Eu não conseguia escrever sobre isso (e ainda é difícil), porque embora eu saiba que minha história não é como a dele, eu tenho pais e família que me acolheram desde sempre e ainda me acolhem (os meus me adotaram, não precisei adotá-los depois de adulta), o que é ótimo para mim, claro, e significa uma ferida a menos, mas eu também sei que a ferida mais aberta não está na adoção – que é um história bela e de acolhimento-, mas sim no que aconteceu antes dela... quando a gente sabe que a primeira coisa que lhe aconteceu quando surgimos no mundo foi que fomos abandonados, como ter uma grande auto estima? Como qualquer abandono, tolo que seja, pode não doer mortalmente em você?
Não pode.
Julio César precisou contar a sua história para a Globo, e o fez na esperança de que a sua mãe (que pode não se chamar Juliana, mas é a “única pessoa que ele gostara que ouvisse seu relato”),porque pensa que isso fizesse com que doesse menos. Será?
Comigo a história é ligeiramente diferente.
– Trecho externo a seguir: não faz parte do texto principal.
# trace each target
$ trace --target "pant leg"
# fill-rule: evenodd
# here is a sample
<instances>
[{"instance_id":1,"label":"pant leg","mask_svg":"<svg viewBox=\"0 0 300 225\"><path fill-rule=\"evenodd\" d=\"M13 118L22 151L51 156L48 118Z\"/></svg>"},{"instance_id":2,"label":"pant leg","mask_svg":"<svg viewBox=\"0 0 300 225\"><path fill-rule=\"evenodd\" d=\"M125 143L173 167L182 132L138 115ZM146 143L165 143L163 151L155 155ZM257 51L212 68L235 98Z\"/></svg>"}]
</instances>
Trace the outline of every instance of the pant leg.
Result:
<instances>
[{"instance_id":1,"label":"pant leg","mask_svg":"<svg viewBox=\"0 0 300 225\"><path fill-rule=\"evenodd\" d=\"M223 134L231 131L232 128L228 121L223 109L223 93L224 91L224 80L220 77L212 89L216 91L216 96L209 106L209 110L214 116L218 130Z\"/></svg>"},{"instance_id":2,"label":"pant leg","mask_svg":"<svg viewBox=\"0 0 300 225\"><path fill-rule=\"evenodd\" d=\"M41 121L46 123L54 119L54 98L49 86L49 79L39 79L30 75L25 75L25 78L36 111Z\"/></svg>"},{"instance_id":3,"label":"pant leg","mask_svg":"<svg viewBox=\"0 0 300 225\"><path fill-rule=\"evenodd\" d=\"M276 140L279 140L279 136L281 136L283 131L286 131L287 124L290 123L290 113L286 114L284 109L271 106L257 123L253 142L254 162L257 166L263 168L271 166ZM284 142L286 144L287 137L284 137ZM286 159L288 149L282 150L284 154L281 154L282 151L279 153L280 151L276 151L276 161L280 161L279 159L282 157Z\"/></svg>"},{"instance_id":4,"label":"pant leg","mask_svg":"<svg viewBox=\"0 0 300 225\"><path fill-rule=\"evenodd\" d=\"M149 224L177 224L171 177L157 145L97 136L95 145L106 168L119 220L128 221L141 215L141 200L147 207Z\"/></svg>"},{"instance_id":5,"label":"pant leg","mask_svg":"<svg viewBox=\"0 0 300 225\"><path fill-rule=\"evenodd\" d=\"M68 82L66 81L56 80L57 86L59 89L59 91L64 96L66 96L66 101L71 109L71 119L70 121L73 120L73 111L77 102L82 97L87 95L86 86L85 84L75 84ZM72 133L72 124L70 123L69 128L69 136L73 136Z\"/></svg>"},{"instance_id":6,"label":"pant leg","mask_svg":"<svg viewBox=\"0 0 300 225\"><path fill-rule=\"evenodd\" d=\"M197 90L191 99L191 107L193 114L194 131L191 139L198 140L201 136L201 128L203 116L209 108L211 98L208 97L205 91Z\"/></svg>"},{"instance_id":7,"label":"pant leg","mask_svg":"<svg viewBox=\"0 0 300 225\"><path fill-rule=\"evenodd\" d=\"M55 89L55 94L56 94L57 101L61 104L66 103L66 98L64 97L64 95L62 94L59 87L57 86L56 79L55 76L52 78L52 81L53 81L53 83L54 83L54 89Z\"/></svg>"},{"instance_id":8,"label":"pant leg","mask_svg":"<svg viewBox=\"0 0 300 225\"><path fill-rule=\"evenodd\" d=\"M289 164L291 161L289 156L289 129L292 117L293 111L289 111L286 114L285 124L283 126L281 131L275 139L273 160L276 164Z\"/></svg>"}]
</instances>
Me dói muito aquilo que a minha mãe (a mulher que me adotou) contou a história de como eu apareci aqui em casa, uma linda história, da qual eu só posso me orgulhar, mas quando me narrou ela ainda comentou (um pouco sem ter noção de quanto doeria) “achei estranho que a sua mãe (ela referia-se a mulher que me pariu) nunca ter te procurado,nem por curiosidade...
Claro, você pode achar isso um detalhe tolo, mas digo-lhe que não é. No fundo, no fundo, eis a base desse meu (inexplicável a primeira vista) sentimento de não pertencimento a esse mundo onde vivo...
Não vou procurar a mulher que me pariu há 30 anos atrás, nem procurar a Globo numa atitude desesperada de resgatá-la, porque ela já significa quase nada naquilo que eu vim a me tornar, mas não sei se é intencional ou não, não posso esquecer que eu escolhi -e lutei muito para sustentar essa escolha- estudar as crianças abandonadas da literatura de Guimarães Rosa com0o tema do meu doutorado e como anunciei claramente na defesa do meu mestrado em março, aquela dissertação só existiu porque Guimarães Rosa escreveu “Lá, nas campinas” , que é a história de Drijimiro, que é mais ou menos como a de Julio César Santos, alguém que sabia quase nada da sua origem ... estudar essas questões e tocar profundamente em feridas são formas de tentar digerir o que não é digerível.
Boa sorte para Julio César, para mim, e para todos que começaram a vida a partir de um nada, porque é possível, sim, que este “quase nada” se transforme em tudo, como na palavra Tutaméia, que quer dizer “quase nada”, mas também quer dizer “tudo o que é meu”.